To examine potential neural insensitivity to the effects of food avoidance and extreme dietary restriction in anorexia nervosa, Kaye and colleagues administered sucrose solution or ionic water at two functional MRI scanning sessions scheduled 24 hours apart, one after a standardized meal and one after a 16-hour fast. They acquired MRI data of 26 women who were in remission from anorexia, to avoid the confounding effects of malnutrition, and 22 matched control women. The investigators compared groups across conditions on task-based functional connectivity and blood-oxygen-level-dependent (BOLD) signal and task-based connectivity within a network of interest responsible for transforming taste signals into motivation to eat and food valuation.

Across the two groups, participants exhibited similar BOLD responses to water and sucrose tastants. Hunger had opposite effects on tastant response in the remitted anorexia nervosa group and control group, according to a group-by-condition interaction in the ventral caudal putamen. Further, it indicated an increase and a decrease, respectively, in BOLD response when hungry. Compared with the control group, those in the remitted anorexia nervosa group exhibited a similar opposite effect of hunger on insula-to-ventral caudal putamen functional connectivity. Exploratory analyses revealed an association between lower caudate response to tastants when hungry and higher scores on harm avoidance among participants in the remitted anorexia nervosa group.
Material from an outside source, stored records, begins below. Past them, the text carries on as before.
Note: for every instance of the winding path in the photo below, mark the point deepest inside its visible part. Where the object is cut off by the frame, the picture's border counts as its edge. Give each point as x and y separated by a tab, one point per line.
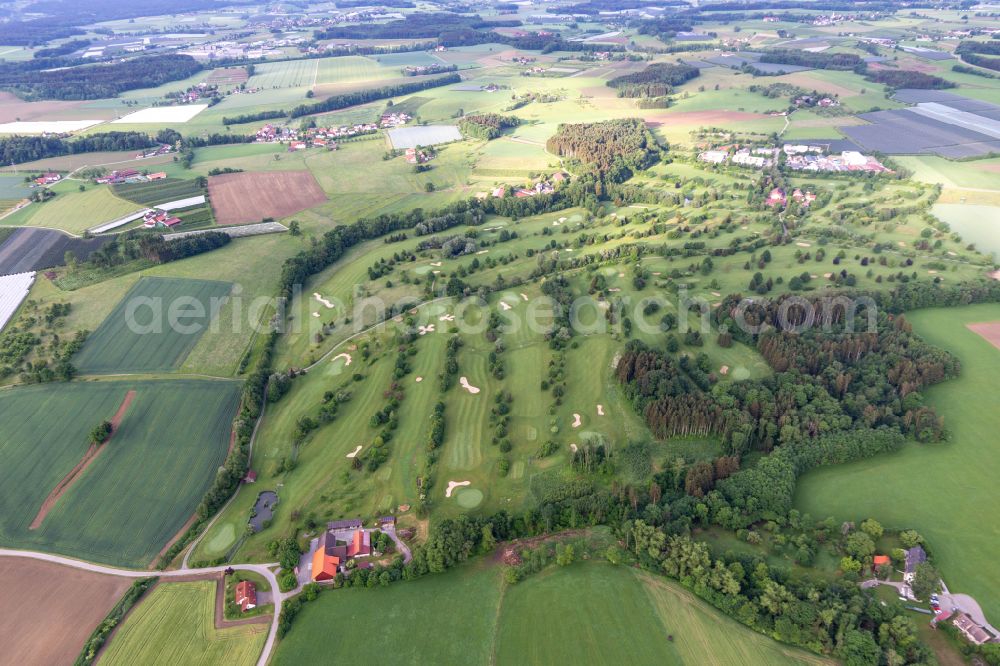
260	569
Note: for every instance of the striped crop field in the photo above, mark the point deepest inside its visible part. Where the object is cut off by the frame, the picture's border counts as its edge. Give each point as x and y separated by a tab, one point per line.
138	335
141	486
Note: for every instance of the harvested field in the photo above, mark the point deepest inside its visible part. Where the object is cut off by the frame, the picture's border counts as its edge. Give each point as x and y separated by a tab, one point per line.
227	76
29	249
40	622
240	198
162	114
990	331
46	126
426	135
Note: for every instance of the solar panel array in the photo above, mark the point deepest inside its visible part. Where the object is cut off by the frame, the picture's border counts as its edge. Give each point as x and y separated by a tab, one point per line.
13	290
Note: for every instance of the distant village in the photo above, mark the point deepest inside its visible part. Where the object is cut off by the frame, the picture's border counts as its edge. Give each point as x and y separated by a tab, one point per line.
326	137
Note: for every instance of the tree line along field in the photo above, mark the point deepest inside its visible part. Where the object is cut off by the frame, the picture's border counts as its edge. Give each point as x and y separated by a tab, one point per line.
137	335
590	611
175	623
942	490
140	488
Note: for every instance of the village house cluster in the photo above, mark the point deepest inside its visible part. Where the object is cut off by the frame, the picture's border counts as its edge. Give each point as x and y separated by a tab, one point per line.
325	137
343	541
541	186
129	176
776	197
797	158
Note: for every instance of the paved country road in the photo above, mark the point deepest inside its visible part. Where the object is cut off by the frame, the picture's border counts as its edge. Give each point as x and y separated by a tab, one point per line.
261	569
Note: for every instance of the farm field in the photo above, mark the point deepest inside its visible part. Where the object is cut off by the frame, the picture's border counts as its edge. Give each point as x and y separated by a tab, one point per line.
240	198
73	211
905	489
173	436
40	622
561	615
175	623
139	336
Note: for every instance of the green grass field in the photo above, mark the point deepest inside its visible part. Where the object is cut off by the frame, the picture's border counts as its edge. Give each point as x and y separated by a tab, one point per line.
175	624
74	211
941	490
138	492
154	327
584	613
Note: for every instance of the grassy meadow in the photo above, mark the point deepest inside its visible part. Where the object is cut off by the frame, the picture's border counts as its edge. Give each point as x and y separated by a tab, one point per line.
941	490
153	327
142	486
175	624
559	616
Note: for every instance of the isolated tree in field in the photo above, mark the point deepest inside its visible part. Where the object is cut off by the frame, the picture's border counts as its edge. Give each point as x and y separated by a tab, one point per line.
101	432
926	580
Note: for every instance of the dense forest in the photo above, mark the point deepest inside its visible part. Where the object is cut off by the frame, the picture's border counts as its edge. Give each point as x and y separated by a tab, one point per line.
614	148
29	82
656	80
486	125
19	149
824	383
838	61
904	78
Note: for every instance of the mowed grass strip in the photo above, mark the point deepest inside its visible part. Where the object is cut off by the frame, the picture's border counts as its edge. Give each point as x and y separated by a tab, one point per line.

“These findings open the door to new strategies or medications that may be more successful in improving eating behavior in anorexia nervosa,” Kaye told Healio Psychiatry. “I have been treating patients with anorexia nervosa for many years and have been frustrated by the high rate of relapse and death. Eating makes people with anorexia nervosa very anxious and now we finally have good insights into why these symptoms occur. I am optimistic this will lead to more effective treatment.” – by Joe Gramigna

Disclosures: The authors report no relevant financial disclosures.